Rework CI & Tests Handling #1137

DyXel · 2024-06-23T02:47:51Z

This PR reworks the Github Actions workflow files and its associated code, so that there's only 1 pipeline that does all that we might need:

Build cppfront
Run passthrough tests
Run regressions tests
... more in the future? see below

Currently, the pass-through tests are not executed in the CI, and regressions test have duplicated logic to build cppfront (granted, its not that complex anyways).

The idea is that whatever cppfront lowers or outputs should be platform agnostic, likewise for the built executables, and so, for most tests there should be only a single output with which to test against. Additionally, plenty of tests do not output anything when executed, so rather than creating empty files, we should check that the executables under test didn't output anything as well.

Let's take as an example this recent commit, which added 1 test: 54edaba.
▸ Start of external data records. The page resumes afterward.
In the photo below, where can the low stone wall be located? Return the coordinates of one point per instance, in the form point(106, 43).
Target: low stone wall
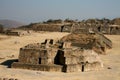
point(40, 67)
point(92, 66)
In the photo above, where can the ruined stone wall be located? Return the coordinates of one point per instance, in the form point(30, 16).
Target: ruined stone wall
point(47, 27)
point(40, 67)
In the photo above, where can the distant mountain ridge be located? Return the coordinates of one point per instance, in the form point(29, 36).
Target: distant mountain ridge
point(11, 23)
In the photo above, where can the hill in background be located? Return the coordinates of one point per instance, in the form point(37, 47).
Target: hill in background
point(11, 23)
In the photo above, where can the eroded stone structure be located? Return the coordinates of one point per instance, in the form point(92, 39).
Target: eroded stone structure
point(57, 56)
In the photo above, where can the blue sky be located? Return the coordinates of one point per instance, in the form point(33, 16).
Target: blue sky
point(39, 10)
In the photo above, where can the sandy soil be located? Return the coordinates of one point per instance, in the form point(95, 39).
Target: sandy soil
point(9, 49)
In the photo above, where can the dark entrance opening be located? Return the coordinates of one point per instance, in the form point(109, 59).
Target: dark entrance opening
point(62, 28)
point(39, 60)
It created the following files (related to testing):

regression-tests/pure2-trailing-comma-assert.cpp2
regression-tests/test-results/pure2-trailing-comma-assert.cpp
regression-tests/test-results/pure2-trailing-comma-assert.cpp2.output
regression-tests/test-results/pure2-trailing-comma-assert.out
regression-tests/test-results/apple-clang-14-c++2b/pure2-trailing-comma-assert.cpp.execution
regression-tests/test-results/apple-clang-14-c++2b/pure2-trailing-comma-assert.cpp.output
regression-tests/test-results/apple-clang-15-c++2b/pure2-trailing-comma-assert.cpp.execution
regression-tests/test-results/apple-clang-15-c++2b/pure2-trailing-comma-assert.cpp.output
regression-tests/test-results/clang-12-c++20/pure2-trailing-comma-assert.cpp.execution
regression-tests/test-results/clang-12-c++20/pure2-trailing-comma-assert.cpp.output
regression-tests/test-results/clang-15-c++20-libcpp/pure2-trailing-comma-assert.cpp.execution
regression-tests/test-results/clang-15-c++20-libcpp/pure2-trailing-comma-assert.cpp.output
regression-tests/test-results/clang-15-c++20/pure2-trailing-comma-assert.cpp.execution
regression-tests/test-results/clang-15-c++20/pure2-trailing-comma-assert.cpp.output
regression-tests/test-results/clang-18-c++20/pure2-trailing-comma-assert.cpp.execution
regression-tests/test-results/clang-18-c++20/pure2-trailing-comma-assert.cpp.output
regression-tests/test-results/gcc-10-c++20/pure2-trailing-comma-assert.cpp.execution
regression-tests/test-results/gcc-10-c++20/pure2-trailing-comma-assert.cpp.output
regression-tests/test-results/gcc-13-c++2b/pure2-trailing-comma-assert.cpp.execution
regression-tests/test-results/gcc-13-c++2b/pure2-trailing-comma-assert.cpp.output
regression-tests/test-results/gcc-14-c++2b/pure2-trailing-comma-assert.cpp.execution
regression-tests/test-results/gcc-14-c++2b/pure2-trailing-comma-assert.cpp.output
regression-tests/test-results/msvc-2022-c++20/pure2-trailing-comma-assert.cpp.execution
regression-tests/test-results/msvc-2022-c++20/pure2-trailing-comma-assert.cpp.output
regression-tests/test-results/msvc-2022-c++latest/pure2-trailing-comma-assert.cpp.execution
regression-tests/test-results/msvc-2022-c++latest/pure2-trailing-comma-assert.cpp.output

Other than the test itself, it added 25 new files: Two per each target, plus the lowered output, plus the output of cppfront. 23 of those files are empty.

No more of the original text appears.